Las pisó un solterón. Con cincuenta y cuatro junios y sin labor, raciona los cobres como si fueran oros. En su caldo ya no quedan tropezones y sí un futuro gris oscuro, casi negro.

También las pisoteó una gallinita adolescente, imbuida en su pantalla. El amor de su vida le había escrito un guasap; lo de conversar lo dejan para más adelante.

La mamá, el papá y los niños tampoco las vieron, quizá porque sufren de ceguera selectiva. El señorón, con buen salario y mejor verbo, acude los primeros jueves de mes a lo más blando de una pensión. Allí un jovencito musculoso le abre los ojos cuando la familia feliz no mira.

El último comensal chafó las plumas con las suelas pero de sus pies descalzos. Las olas le arrastraron casi desnudo desde muy al sur. Aquí solo ha encontrado una manta con la que malcomer y, después, abrigar las entrañas.

La vieja colocó la olla sobre la mesa y, sin distinción ninguna, todos la devoraron con ansia. Cucharadas y bocados. Masticar, digerir y deglutir. Hasta los sesos. Cuando marcharon saciados, la vieja recogió los platos y, después, rescató las plumas. Bien condimentadas, no tendrían peor gusto que las cabezas. Las tripas tragan con todo.

viernes, 4 de marzo de 2022

Modelo de manos

Los modelos de manos no necesitamos sonreír para ser bellos. Nos cuidamos las yemas y limamos las uñas de forma primorosa. Las lucimos y si nos apetece, las hacemos bailar. Critican, apuntan, señalan y aciertan. También se equivocan, pero menos. Mis manos felices seguro, besan bien. 

Pero un día llegó el invierno. El frío. Los días cortos y las noches sin luna. Los inútiles barritaron muy fuerte, y los modelos de manos, reconozco que cobardones, nos parapetamos bajo unos guantes gruesos. Esa trinchera lanuda evitaba que cualquier bocado de casquería nos ensuciara la piel. La vida resultó cómoda.

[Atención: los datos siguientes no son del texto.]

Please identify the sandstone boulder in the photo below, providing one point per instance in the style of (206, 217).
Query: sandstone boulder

Desde allí vimos a truhanes y nos callamos. A tramposos, trileros y versos sueltos, y volvimos a callar. Todavía recuerdo la historia de un sesentón curioso. Cada jueves pasado el mediodía, entra en una pensión de sábanas blancas y conciencias tibias, junto a dos muchachotes de barbita fina. Luego, sonriente, vuelve a su hogar feliz con esposa, hijos, jardín y perrito.

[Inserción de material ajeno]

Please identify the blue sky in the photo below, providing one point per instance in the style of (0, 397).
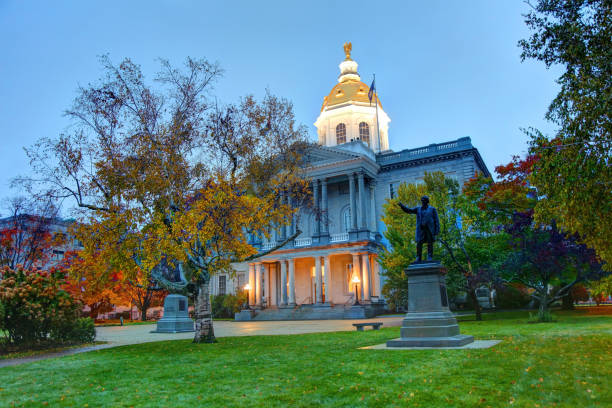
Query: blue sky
(444, 69)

Le vi una o mil veces, no recuerdo bien. Sí que callé en todas. En otro tiempo quizá le hubiera abofeteado con la palma abierta o apuntado con el dedo índice o acariciado la barbilla con mimo, pero callé. Con las manos en los bolsillos se vive estupendamente. 

Ocurrió con aquel bigotudo y con más. Con un bicho casi eterno, la invasión de un tirano, mil gobernadores del lejano oriente y del pueblecito de al lado o la basura del vecino sacada antes de las ocho. Callé y callamos ante cada tropelía porque a todos nos gusta dormir prontito aunque para conciliar el sueño, bajemos la persiana. 

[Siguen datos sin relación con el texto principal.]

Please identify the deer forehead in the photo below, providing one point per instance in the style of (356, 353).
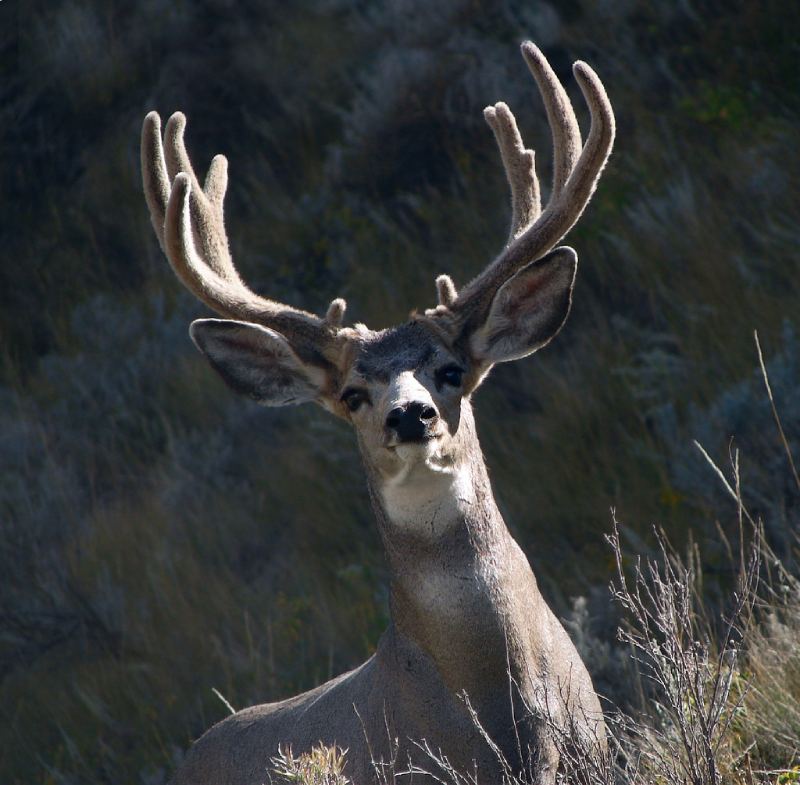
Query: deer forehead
(393, 352)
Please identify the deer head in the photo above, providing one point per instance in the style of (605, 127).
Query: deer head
(406, 389)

Pero cuando más calentito estaba en mi atalaya, la vida me ha invitado a tomar un café. Negro. Denso. Aromático. Duro.

Algunos alzaron la tacita con un anillo en París, otros durante una cena frugal y unos pocos sobre el colchón correcto. A mí me lo han servido en un paritorio. Pesa seis kilos, se llama Jon y jamás pienso volver a vestir guantes.